Section 6 Conclusion
La gestion plurielle est un protocole qui fait le pont entre les avantages respectifs des hiérarchies rigides et des organisations décentralisées plates, permettant une attribution dynamique de l’autorité de gestion fondée sur les contributions individuelles à long terme aux résultats et décisions managériales.
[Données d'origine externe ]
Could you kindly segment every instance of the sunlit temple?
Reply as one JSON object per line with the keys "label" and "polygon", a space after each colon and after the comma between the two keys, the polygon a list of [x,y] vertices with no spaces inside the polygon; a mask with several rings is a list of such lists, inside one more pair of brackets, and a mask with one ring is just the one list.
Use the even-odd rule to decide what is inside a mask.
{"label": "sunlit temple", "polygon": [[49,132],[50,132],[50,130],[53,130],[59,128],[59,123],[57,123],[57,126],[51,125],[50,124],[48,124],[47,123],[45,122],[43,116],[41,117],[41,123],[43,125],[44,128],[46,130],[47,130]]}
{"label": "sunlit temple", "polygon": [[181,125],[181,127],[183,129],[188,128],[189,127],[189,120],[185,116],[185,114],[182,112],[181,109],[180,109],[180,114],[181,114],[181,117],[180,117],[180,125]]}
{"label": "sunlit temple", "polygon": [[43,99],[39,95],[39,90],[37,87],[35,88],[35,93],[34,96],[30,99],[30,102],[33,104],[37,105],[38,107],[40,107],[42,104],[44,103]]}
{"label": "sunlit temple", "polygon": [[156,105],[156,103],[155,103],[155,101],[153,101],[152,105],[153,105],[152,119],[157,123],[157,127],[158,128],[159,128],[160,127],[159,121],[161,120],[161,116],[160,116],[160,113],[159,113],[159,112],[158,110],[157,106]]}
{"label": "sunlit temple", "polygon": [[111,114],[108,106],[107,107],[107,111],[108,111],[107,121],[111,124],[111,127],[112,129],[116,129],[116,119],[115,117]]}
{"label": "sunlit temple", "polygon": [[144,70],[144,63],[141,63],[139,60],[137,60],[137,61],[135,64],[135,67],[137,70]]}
En ajustant le paramètre de remise du mécanisme vote-prédiction, les administrateurs peuvent récompenser les nouveaux membres ou ceux à faible accumulation de points, les incitant à effectuer une diligence raisonnable sur de nouvelles contributions, garantissant qu’elles atteignent les standards attendus ou les attentes des membres à plus grande autorité. Cette méthode utilise le mécanisme de financement quadratique pour recueillir les préférences d’un large éventail de participants, créant un système fermé de points sans valeur monétaire en dehors de l’organisation, utilisables uniquement dans le projet. Bien que la conception de ce protocole de gestion pose encore certaines questions ouvertes quant à son efficacité dans le choix et les résultats positifs sur la productivité organisationnelle, il peut être construit selon des pratiques standard de conception logicielle et s’intégrer naturellement aux flux de travail des projets open source. Globalement, ce modèle de gestion plurielle peut offrir une méthode dynamique et évolutive pour attribuer l’autorité et récompenser la participation dans des projets de toute envergure, mission ou échelle.